Что вдруг - Роман Тименчик
Шрифт:
Интервал:
Закладка:
С Пронина-то все и началось – он мозг и сердце кабачка. Ему принадлежала «великая идея»65.
«Ты понимаешь, – кричал он вдохновенно, – это будет изумительно, неповторимо, чудесно… иметь приют для богемцев – и чтоб ни один фармацевт не переступал порога…»
«Фармацевт» – это понятие, прямо противоположное понятию «богемец», то есть это не художник, не артист, не музыкант, не поэт. Это – обыватель.
Кто же такой был сам Борис Пронин?
По своему «официальному положению» он был то, что теперь называется «театральный работник». Одно время он служил у Веры Федоровны Коммиссаржевской, потом он был сценаристом в Александринском театре, когда там подвизался Мейерхольд, имел какое-то отношение к «старинному театру», когда он помещался в Соляном городке и там шли спектакли под руководством Миклашевского, Евреинова и Остен-Дризена66.
Я увидела Пронина в первый раз в год основания «Собаки», 1912 г. Ему было тогда лет под 40, но больше 23-х ему нельзя было дать; по невероятной возбудимости и экспансивности это был совершенный ребенок. Таким ребенком он оставался всю жизнь. Я его встречала и после революции, лет за десять до войны.
Он говорил мне: «Мне иногда приходят в голову гениальные мысли.
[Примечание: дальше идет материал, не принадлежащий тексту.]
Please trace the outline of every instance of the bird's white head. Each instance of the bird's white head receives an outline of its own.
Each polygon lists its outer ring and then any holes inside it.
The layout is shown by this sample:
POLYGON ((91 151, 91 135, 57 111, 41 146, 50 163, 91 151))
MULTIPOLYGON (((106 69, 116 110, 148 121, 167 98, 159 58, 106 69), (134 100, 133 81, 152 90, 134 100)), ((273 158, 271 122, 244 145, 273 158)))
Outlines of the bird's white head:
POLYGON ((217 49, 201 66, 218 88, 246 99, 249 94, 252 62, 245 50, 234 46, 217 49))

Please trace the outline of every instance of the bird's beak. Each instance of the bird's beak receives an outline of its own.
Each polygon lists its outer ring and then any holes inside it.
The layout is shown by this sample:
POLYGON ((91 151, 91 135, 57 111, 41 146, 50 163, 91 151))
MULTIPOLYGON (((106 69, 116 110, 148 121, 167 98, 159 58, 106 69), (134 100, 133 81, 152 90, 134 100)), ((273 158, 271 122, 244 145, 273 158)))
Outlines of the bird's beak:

Это надо ценить! Вера Федоровна (Коммиссаржевская) поступала очень умно – она мне платила жалованье и надеялась, что я что-нибудь создам.
Вот и теперь какой-нибудь театр должен был бы мне платить, ну, немного – скажем, рублей 250–300; пусть платит месяц, два, год, два года, может быть, на третий год мне придет в голову гениальная мысль, и я оправдаю все расходы».
– А если не придет? – спрашиваю я его.
– Надо рискнуть! – совершенно серьезно отвечал Пронин. – «Служить» я не могу, ходить изо дня в день на службу!
Ну, помилуй! Я же не какой-нибудь фармацевт.
Он и тогда (году в 32-35-м) выглядел необыкновенно моложавым, хотя ему было за 60.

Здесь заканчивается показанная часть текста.